- Born: 1942 (age 83–84) Passendale, Belgium

Academic background
- Alma mater: Katholieke Universiteit Leuven
- Doctoral advisor: Louis Janssens

Academic work
- Era: Contemporary philosophy and theology
- School or tradition: Catholic moral theology; Levinasian ethics
- Institutions: Katholieke Universiteit Leuven. Centre international Lumen Vitae (Bruxelles), Dharmaram Vidya Kshetram (Bangalore)
- Main interests: Moral theology, biblical philosophy, Jewish dialogical philosophy, Emmanuel Levinas
- Notable works: From Self-Development to Solidarity (1985); An Ethics of Mercy (2016); Wombness (2025)

= Roger Burggraeve =

Roger Burggraeve (born 1942, Passendale, Flanders, Belgium) is a Belgian Salesian priest, moral theologian, philosopher, and Emeritus Professor at the Katholieke Universiteit Leuven (KU Leuven). He is internationally recognised for his contributions to Catholic moral theology, biblical philosophy, and Jewish dialogical ethics, particularly in relation to the philosophy of Emmanuel Levinas.

== Early life and education ==
Burggraeve was born in Passendale in 1942 and entered the Salesian Society of St Francis de Sales (SDB). He earned a licentiate in philosophy in Rome and later a doctorate in moral theology at KU Leuven in 1980, influenced by his mentor Louis Janssens.

== Academic career ==
From 1980 to 1988, Burggraeve was Associate Professor in KU Leuven’s Faculty of Theology and Religious Studies. He became Professor (Ordinarius) in 1988 and served until 2007, before being appointed Emeritus Professor. He continued teaching until around 2010, lecturing in biblical ethics, Christian sexual and conjugal ethics, and pastoral guidance.

He also taught in the faculties of law, pharmacy, medicine, and philosophy. Internationally, he served as Visiting Professor at the Centre international Lumen Vitae (Bruxelles), Dharmaram Vidya Kshetram (Bangalore), and in institutions in Congo, Kenya, and Canada.

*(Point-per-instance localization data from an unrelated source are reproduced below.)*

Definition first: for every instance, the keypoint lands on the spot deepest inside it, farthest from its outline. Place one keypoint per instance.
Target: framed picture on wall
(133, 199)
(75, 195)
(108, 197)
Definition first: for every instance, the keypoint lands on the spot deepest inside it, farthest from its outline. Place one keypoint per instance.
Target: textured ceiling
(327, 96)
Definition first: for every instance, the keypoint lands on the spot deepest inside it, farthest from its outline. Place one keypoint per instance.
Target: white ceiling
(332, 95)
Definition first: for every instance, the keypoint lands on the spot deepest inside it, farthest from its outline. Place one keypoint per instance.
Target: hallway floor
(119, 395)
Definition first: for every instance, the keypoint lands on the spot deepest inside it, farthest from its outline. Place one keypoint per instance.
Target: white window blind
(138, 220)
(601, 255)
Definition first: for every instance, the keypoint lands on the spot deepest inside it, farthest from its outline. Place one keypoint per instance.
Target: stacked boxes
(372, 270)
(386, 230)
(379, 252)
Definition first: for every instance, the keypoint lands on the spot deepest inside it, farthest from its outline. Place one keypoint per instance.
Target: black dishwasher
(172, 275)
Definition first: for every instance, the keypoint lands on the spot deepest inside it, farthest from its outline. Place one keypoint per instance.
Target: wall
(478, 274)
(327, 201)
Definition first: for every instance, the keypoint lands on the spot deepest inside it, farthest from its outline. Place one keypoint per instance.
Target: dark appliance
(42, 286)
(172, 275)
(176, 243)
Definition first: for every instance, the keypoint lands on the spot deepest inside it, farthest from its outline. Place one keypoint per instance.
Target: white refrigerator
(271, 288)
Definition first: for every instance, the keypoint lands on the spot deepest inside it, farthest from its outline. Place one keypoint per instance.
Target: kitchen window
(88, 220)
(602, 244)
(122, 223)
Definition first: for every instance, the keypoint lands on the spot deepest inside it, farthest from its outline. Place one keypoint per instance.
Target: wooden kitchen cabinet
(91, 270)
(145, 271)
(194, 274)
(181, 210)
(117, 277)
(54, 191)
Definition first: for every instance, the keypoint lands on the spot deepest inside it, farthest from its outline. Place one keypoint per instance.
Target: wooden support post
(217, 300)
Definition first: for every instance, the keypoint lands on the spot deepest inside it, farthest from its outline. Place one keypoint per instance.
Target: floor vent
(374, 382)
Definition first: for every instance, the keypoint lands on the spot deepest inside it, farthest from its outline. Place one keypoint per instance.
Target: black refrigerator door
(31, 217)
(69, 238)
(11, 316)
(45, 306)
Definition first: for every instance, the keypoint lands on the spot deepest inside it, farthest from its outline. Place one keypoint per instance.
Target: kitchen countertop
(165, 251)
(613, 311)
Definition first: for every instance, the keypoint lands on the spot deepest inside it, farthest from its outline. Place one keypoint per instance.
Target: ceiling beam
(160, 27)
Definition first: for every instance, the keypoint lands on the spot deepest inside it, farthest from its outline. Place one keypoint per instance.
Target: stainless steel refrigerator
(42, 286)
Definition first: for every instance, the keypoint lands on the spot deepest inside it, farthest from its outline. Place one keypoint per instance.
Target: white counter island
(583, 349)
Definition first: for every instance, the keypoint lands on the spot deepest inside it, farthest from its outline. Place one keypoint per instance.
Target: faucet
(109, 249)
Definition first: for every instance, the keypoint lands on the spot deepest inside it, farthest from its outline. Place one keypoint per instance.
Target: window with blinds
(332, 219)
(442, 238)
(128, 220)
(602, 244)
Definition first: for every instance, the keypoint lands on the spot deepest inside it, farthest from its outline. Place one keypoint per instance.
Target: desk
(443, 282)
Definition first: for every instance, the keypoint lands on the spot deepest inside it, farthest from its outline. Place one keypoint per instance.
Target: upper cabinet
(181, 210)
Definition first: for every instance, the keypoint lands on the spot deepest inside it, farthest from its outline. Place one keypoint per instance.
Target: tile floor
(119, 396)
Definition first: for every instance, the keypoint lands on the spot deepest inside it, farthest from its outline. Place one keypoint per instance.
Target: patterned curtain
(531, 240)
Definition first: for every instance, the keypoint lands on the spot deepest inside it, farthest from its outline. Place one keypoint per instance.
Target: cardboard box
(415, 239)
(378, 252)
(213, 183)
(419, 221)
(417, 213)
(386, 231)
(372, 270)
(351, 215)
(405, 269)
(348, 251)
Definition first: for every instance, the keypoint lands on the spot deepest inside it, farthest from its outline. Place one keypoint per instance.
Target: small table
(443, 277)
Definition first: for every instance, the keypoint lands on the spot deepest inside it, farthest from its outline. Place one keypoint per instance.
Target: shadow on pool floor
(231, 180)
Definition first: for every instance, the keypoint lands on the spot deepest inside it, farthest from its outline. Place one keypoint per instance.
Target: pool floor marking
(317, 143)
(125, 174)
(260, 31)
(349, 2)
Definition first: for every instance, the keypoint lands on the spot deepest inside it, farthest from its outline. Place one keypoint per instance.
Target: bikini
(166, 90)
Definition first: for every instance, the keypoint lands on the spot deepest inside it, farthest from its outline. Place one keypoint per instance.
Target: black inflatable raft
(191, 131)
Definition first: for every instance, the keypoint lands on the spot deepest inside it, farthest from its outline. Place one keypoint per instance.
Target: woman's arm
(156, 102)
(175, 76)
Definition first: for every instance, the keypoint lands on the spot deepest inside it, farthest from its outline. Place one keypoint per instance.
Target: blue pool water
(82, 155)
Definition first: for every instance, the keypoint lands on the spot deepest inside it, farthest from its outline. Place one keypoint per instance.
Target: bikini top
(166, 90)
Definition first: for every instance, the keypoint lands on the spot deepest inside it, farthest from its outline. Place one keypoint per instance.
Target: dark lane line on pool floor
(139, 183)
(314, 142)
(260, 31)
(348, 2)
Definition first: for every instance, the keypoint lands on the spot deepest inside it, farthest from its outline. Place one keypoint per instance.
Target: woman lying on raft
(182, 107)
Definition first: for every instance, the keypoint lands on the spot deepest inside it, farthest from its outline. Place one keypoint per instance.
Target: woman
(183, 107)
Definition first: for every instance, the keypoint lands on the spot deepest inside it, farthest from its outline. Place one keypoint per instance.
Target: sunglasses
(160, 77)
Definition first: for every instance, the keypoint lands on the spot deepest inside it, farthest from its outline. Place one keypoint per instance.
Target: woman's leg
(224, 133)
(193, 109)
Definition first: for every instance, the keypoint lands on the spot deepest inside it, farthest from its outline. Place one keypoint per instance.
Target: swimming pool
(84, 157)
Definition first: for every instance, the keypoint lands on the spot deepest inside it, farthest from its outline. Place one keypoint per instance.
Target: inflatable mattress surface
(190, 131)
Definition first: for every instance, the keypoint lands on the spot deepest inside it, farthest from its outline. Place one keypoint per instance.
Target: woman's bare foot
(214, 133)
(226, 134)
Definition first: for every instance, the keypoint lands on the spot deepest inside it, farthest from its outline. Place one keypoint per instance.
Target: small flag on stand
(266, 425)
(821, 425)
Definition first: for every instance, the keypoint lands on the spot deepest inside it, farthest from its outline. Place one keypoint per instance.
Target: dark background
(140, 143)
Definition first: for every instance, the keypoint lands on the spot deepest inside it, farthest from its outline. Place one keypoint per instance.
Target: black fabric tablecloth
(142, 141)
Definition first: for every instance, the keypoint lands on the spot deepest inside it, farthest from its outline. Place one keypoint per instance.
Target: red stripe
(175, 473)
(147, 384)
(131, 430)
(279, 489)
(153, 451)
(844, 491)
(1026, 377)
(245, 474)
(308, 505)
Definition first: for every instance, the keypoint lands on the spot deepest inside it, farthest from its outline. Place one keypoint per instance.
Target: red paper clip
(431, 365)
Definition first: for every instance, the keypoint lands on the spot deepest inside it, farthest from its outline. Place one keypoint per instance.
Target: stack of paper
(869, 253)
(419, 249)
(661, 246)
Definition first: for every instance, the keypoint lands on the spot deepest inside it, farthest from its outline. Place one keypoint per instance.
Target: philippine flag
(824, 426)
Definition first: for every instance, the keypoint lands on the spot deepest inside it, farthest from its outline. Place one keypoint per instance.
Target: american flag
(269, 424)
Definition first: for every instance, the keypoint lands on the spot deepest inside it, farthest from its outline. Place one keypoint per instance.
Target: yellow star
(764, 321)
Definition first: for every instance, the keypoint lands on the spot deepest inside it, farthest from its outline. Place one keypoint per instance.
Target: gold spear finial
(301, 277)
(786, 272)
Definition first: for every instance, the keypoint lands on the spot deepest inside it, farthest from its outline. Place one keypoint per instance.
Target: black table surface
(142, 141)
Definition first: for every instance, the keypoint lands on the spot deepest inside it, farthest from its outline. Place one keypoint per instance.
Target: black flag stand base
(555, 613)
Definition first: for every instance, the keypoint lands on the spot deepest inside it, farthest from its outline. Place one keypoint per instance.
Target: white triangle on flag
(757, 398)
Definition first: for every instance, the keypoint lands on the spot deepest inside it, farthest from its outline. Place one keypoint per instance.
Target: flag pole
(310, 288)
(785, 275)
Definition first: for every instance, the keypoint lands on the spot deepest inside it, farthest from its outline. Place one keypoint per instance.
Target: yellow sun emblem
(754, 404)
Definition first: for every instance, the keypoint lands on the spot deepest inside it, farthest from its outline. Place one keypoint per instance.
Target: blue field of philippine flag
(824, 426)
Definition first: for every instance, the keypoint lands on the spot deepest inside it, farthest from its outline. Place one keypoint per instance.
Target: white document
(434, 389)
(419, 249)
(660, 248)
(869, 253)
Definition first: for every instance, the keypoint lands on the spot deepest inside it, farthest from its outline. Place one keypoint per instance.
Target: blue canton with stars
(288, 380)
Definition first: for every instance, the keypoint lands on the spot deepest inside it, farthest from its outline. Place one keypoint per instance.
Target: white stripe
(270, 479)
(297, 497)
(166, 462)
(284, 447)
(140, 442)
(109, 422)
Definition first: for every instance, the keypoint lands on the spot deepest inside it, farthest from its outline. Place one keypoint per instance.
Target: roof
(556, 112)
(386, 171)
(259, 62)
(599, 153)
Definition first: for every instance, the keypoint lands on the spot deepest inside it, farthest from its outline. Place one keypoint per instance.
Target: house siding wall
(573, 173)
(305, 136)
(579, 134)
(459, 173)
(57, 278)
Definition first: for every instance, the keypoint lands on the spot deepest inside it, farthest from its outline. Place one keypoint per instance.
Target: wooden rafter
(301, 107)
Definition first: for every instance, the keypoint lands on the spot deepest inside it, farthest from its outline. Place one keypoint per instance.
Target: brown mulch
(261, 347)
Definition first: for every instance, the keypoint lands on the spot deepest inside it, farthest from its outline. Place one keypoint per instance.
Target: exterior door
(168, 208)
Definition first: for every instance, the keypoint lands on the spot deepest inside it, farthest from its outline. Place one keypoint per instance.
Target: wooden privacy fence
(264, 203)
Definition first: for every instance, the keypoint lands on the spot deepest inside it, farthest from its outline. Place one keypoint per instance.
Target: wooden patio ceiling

== Research and contributions ==
Burggraeve’s work engages with:
- The ethical and Jewish thought of Emmanuel Levinas
- Christian moral theology and biblical hermeneutics
- Marital, relational, and family ethics
- Guidance ethics in pastoral, therapeutic, and educational contexts
- Philosophical explorations of mercy, forgiveness, and responsibility

He co-founded the Centre for Peace Ethics at KU Leuven and serves as its Honorary Chair. He has also contributed to ethical committees in Flanders, including Caritas Catholica Flanders and the Flemish Welfare Union.

== Selected publications ==
Burggraeve has authored over 365 works, including books, articles, and essays in English, Dutch, French, Italian, and Japanese.

- From Self-Development to Solidarity: An Ethical Reading of Human Desire in Its Socio-Political Relevance According to Emmanuel Levinas (1985)
- Swords into Plowshares: Theological Reflections on Peace (1991)
- The Wisdom of Love in the Service of Love: Emmanuel Levinas on Justice, Peace and Human Rights (trans. Jeffrey Bloechl)
- Emmanuel Levinas: A Bibliography, Primary and Secondary
- An Ethics of Mercy: On the Way to Meaningful Living and Loving (Peeters, 2016)
- To Love Otherwise: Essays in Bible Philosophy and Ethics (Peeters, 2020)
- Wombness: A Reflective In-Depth Reading of the Good Samaritan Narrative (Dharmaram Publications, 2025; ISBN 978-93-92996-61-0)

== Awards, legacy and influence ==
Burggraeve received the Ritus & Tempelbouw Oeuvre Prize in the Netherlands for his philosophical and theological contributions, particularly his exploration of Levinasian themes such as freedom, responsibility, and the ethics of “the face”.

He is regarded as a pioneer in integrating Levinas’s ethics into Catholic moral theology. His development of an “ethics of growth” and focus on mercy have shaped contemporary debates in moral theology, peace ethics, and interreligious dialogue. His teaching and publications have influenced students, theologians, and scholars worldwide.